['encoder.version', 'decoder.version'] are unexpected when loading a pretrained BART model

stas00 commented 4 years ago

Using an example from the bart doc: https://huggingface.co/transformers/model_doc/bart.html#bartforconditionalgeneration

from transformers import BartTokenizer, BartForConditionalGeneration
tokenizer = BartTokenizer.from_pretrained('facebook/bart-large')
TXT = "My friends are <mask> but they eat too many carbs."

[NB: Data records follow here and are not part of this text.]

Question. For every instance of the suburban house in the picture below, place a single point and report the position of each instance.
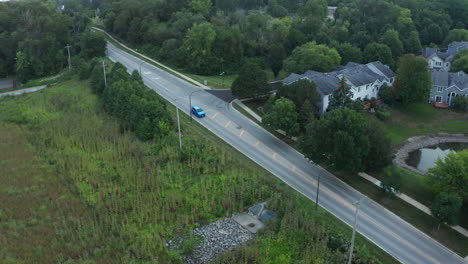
(442, 59)
(446, 85)
(364, 80)
(331, 12)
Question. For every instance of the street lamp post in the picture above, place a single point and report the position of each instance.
(178, 124)
(358, 203)
(190, 103)
(318, 190)
(140, 69)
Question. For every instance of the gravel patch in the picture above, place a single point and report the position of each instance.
(218, 237)
(418, 142)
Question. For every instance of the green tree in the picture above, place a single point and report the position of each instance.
(346, 140)
(387, 94)
(202, 7)
(349, 53)
(283, 116)
(251, 82)
(341, 97)
(276, 56)
(391, 38)
(378, 52)
(93, 45)
(413, 44)
(299, 92)
(307, 113)
(199, 42)
(450, 175)
(446, 208)
(460, 103)
(311, 56)
(413, 80)
(338, 139)
(460, 61)
(457, 34)
(22, 66)
(392, 181)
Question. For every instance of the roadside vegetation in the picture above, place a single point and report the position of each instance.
(137, 194)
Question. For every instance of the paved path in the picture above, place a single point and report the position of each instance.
(23, 91)
(385, 229)
(413, 202)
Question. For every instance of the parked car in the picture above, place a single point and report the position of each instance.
(198, 111)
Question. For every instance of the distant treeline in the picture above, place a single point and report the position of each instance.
(207, 37)
(126, 97)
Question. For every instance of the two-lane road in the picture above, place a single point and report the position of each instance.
(388, 231)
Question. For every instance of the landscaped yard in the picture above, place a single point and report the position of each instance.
(138, 193)
(419, 119)
(404, 123)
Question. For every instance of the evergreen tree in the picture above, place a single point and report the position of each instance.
(341, 97)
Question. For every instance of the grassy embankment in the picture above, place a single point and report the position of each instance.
(134, 195)
(404, 123)
(213, 81)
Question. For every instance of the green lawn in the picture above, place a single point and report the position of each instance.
(446, 235)
(216, 81)
(419, 119)
(140, 193)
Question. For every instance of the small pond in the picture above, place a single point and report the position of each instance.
(425, 158)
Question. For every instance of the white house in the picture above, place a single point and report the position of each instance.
(441, 60)
(364, 80)
(446, 86)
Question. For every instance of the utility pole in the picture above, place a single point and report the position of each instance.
(178, 125)
(104, 70)
(190, 103)
(318, 190)
(358, 203)
(140, 70)
(69, 58)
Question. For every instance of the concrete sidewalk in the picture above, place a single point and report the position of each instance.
(413, 202)
(158, 64)
(23, 91)
(256, 116)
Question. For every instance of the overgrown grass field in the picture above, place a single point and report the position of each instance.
(134, 195)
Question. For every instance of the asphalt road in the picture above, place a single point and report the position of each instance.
(388, 231)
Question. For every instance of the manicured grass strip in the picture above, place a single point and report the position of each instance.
(446, 235)
(159, 66)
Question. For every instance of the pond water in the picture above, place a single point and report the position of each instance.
(425, 158)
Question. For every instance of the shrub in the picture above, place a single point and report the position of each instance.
(382, 114)
(460, 103)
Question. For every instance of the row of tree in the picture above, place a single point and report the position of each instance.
(126, 97)
(35, 35)
(208, 37)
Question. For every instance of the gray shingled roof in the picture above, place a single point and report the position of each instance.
(426, 52)
(356, 74)
(458, 44)
(382, 68)
(460, 79)
(440, 77)
(446, 79)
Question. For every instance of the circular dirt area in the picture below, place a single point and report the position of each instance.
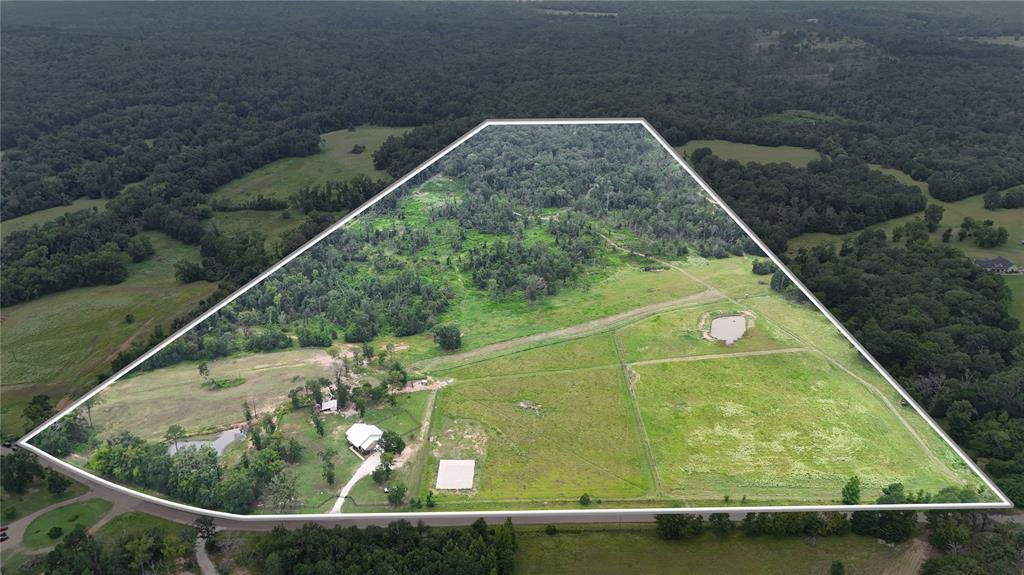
(728, 328)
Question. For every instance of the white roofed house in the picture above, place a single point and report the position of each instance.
(364, 437)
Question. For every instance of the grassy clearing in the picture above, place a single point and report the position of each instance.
(973, 207)
(404, 418)
(731, 276)
(57, 344)
(540, 437)
(797, 157)
(141, 403)
(785, 428)
(41, 217)
(485, 319)
(84, 513)
(314, 494)
(133, 524)
(677, 334)
(638, 550)
(335, 162)
(586, 352)
(1016, 283)
(35, 498)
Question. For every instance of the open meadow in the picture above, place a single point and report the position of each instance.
(148, 402)
(58, 343)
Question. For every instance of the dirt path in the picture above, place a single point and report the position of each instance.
(717, 356)
(586, 328)
(631, 379)
(367, 468)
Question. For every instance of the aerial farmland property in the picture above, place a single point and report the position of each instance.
(550, 316)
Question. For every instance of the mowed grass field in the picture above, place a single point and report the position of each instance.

model = BartForConditionalGeneration.from_pretrained('facebook/bart-large')
input_ids = tokenizer([TXT], return_tensors='pt')['input_ids']
logits = model(input_ids)[0]

masked_index = (input_ids[0] == tokenizer.mask_token_id).nonzero().item()
probs = logits[0, masked_index].softmax(dim=0)
values, predictions = probs.topk(5)

print(tokenizer.decode(predictions).split())

gives:

Some weights of the model checkpoint at facebook/bart-large were not used 
when initializing BartForConditionalGeneration: 
['encoder.version', 'decoder.version']

- This IS expected if you are initializing BartForConditionalGeneration from the checkpoint of a model trained on another task or with another architecture (e.g. initializing a BertForSequenceClassification model from a BertForPretraining model).
- This IS NOT expected if you are initializing BartForConditionalGeneration from the checkpoint of a model that you expect to be exactly identical (initializing a BertForSequenceClassification model from a BertForSequenceClassification model).
test:9: UserWarning: This overload of nonzero is deprecated:
        nonzero()
Consider using one of the following signatures instead:
        nonzero(*, bool as_tuple) (Triggered internally at  /opt/conda/conda-bld/pytorch_1597302504919/work/torch/csrc/utils/python_arg_parser.cpp:864.)
  masked_index = (input_ids[0] == tokenizer.mask_token_id).nonzero().item()
['good', 'great', 'all', 'really', 'very']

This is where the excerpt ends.